I am currently reading for a DPhil in Contemporary Art History and Theory at the Ruskin School of Art under the supervision of Prof. Jane Garnett and Prof. Jason Gaiger. I completed my undergraduate degree at the University of Cambridge, graduating with a Starred First in History of Art in 2015. Having moved to the University of Oxford I read for an MSt in Women’s Studies, graduating with a distinction.
My work primarily focuses upon genealogical and philosophical analyses of modernist art. These methodologies allow us to read against the historical grain, to uncover international and interdisciplinary circuits of communication, and provide intellectually grounded means of engagement with art objects. My master’s dissertation, ‘“I was not a Surrealist, I was an Existentialist”: Louise Bourgeois Reconsidered’ (publication forthcoming in Oxford Art Journal 40:3, December 2017), applied these concerns to the art of Louise Bourgeois.

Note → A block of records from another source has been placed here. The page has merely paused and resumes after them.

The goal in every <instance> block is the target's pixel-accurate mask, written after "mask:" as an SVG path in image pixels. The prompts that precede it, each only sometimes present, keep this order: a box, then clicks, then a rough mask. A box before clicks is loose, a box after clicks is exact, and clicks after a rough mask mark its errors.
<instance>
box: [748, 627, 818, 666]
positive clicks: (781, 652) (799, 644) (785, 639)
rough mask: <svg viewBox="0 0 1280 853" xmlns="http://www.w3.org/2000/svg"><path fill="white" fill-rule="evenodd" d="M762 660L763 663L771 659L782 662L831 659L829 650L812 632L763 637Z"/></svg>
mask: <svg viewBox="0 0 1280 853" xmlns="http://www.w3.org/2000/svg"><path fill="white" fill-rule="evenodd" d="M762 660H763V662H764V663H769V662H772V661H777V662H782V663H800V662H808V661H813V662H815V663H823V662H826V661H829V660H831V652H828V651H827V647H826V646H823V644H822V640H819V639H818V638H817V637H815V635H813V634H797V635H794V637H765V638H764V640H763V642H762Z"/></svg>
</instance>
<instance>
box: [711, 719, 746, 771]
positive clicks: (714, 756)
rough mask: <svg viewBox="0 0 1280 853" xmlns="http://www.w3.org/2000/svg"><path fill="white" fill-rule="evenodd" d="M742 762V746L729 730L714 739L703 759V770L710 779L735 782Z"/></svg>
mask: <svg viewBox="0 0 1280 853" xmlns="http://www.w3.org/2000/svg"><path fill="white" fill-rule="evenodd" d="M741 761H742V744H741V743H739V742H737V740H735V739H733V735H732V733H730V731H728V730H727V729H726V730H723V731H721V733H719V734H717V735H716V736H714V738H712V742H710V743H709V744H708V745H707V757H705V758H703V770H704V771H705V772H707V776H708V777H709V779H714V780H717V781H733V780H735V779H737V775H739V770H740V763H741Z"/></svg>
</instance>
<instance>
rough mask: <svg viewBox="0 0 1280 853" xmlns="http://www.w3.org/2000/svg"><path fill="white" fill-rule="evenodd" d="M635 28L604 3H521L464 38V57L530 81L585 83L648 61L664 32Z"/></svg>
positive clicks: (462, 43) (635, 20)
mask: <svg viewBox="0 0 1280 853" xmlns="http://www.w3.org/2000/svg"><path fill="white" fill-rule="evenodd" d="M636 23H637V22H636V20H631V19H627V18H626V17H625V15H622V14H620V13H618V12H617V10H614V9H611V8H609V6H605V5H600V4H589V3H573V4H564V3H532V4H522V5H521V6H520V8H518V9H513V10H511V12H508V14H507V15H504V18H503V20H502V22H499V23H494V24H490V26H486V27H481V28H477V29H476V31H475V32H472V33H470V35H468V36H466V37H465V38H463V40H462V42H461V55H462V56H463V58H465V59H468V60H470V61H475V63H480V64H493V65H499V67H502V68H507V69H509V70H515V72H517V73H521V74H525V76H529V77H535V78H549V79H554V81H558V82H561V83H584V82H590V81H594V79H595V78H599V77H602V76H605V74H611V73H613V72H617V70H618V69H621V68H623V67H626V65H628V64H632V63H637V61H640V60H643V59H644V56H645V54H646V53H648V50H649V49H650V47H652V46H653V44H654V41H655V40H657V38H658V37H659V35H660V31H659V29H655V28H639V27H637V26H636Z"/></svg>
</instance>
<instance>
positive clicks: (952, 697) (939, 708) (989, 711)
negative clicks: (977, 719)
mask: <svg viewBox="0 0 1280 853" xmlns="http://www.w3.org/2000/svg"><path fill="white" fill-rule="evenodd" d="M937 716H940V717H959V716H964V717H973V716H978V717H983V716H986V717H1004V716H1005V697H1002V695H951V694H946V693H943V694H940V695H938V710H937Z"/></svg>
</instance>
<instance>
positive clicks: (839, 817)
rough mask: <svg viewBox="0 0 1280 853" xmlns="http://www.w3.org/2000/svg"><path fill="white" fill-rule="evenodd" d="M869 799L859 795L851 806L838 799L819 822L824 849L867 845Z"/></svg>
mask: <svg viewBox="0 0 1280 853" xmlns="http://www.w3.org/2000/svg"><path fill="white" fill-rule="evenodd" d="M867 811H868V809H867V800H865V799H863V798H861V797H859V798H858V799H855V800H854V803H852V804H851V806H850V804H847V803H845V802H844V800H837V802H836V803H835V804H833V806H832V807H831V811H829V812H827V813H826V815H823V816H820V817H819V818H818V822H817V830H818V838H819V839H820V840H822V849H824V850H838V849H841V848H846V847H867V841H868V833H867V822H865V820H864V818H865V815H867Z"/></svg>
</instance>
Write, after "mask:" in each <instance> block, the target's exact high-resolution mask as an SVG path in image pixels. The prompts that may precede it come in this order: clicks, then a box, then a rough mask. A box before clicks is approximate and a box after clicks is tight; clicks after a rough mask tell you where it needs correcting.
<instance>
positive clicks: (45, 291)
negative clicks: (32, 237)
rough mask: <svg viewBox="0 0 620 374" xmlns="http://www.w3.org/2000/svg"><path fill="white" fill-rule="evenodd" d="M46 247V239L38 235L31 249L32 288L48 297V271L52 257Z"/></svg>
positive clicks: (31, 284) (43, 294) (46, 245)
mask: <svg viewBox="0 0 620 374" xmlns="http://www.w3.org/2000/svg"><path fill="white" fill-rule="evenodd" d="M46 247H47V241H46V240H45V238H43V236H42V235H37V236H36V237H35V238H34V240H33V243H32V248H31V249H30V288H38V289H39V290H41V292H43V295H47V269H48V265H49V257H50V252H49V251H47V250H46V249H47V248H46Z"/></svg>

The article reinterprets her early work as a critical, proto-feminist engagement with contemporary European existentialist philosophy and literature, subverting the traditional picture of her as an isolated introvert whose main intellectual debt was to psychoanalysis. My DPhil project will build on this research by analysing the interconnection of European philosophy and social identity in the work of New York artists in the aftermath of WW2, asking how this interplay helped determine aesthetic concerns. Insisting on this essentially dialectical relation shifts the boundaries and definitions of American modernism, opening discursive space for excluded meanings and practices, particularly those of hitherto marginalised African-American and women artists.

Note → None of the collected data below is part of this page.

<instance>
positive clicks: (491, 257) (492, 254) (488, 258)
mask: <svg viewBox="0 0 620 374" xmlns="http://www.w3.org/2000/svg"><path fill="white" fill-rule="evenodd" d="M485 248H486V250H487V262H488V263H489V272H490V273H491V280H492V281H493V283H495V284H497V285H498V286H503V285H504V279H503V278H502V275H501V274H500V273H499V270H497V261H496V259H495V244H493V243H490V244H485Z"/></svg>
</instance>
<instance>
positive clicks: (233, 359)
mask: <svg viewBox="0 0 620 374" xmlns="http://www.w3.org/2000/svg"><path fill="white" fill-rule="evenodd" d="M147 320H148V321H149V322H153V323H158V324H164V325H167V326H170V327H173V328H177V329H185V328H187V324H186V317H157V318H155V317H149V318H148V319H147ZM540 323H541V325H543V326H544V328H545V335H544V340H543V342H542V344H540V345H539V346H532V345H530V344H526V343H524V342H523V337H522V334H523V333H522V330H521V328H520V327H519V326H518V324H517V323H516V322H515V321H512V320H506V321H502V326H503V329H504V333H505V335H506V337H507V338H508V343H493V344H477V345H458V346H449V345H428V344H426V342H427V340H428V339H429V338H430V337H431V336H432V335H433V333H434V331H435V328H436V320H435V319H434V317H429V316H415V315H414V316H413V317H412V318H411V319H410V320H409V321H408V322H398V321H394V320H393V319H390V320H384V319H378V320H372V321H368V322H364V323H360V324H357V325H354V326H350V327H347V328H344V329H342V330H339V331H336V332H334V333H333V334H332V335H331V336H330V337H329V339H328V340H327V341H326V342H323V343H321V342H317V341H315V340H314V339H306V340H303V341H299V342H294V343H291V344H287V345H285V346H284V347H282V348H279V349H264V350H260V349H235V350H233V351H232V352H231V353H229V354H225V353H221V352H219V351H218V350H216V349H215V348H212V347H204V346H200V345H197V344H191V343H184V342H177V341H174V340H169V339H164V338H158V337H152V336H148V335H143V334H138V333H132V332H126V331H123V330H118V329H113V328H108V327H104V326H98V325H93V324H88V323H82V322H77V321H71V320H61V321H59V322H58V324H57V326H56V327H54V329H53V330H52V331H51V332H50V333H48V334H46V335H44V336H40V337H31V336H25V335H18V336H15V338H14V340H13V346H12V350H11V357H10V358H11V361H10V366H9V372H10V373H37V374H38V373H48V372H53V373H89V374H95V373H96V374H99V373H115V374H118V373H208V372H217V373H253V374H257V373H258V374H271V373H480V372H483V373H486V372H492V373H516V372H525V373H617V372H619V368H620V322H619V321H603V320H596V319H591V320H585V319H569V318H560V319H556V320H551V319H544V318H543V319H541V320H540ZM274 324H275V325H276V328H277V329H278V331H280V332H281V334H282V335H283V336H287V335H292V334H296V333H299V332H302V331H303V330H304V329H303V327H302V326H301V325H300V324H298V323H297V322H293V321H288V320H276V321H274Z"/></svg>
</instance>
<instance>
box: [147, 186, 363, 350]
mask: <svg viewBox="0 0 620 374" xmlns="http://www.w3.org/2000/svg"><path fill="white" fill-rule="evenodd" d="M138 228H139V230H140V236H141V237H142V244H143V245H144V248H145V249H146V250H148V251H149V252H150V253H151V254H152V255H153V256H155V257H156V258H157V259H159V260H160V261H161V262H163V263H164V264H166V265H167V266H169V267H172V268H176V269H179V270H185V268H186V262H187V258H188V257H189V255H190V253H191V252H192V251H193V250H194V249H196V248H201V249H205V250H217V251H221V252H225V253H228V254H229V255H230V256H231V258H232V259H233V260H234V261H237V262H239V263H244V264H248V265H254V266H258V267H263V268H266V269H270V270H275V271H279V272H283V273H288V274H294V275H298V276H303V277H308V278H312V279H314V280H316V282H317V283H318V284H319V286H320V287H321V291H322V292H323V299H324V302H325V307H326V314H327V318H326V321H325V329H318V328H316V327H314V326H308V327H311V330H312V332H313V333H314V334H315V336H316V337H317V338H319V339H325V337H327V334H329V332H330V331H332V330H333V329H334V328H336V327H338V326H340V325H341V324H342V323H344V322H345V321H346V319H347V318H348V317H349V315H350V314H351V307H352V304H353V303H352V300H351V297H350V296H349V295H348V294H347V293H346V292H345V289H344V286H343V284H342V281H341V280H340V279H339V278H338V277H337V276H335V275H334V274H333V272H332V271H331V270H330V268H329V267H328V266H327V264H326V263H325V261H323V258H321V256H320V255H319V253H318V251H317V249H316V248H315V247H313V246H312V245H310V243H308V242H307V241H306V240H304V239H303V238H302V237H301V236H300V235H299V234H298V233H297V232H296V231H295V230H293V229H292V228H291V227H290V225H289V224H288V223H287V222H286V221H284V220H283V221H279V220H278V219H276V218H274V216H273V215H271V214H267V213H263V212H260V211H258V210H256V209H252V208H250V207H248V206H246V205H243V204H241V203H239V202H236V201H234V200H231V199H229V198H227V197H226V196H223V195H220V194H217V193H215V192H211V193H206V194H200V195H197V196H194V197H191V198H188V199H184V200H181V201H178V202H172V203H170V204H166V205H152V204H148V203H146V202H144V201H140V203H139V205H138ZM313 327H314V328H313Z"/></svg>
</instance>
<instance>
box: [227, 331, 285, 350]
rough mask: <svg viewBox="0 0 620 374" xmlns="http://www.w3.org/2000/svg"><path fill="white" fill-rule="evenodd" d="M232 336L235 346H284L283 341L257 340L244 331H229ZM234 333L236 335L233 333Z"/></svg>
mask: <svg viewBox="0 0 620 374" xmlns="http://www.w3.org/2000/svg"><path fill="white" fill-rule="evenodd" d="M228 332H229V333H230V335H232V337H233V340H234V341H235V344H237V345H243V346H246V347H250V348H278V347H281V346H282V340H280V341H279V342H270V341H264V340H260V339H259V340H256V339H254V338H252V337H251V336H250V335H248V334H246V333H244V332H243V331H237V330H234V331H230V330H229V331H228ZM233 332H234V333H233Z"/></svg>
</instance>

I am grateful to the Mica and Ahmed Ertegun Scholarship for allowing me to pursue my studies in the exciting and stimulating environments of the University of Oxford and Ertegun House. Being part of a scholarly community which emphasises cultural diversity and interdisciplinary exchange will greatly assist my project, which seeks to establish artistic and intellectual connections across generic, geographical, and linguistic divides. I hope to contribute as much as I can to the community.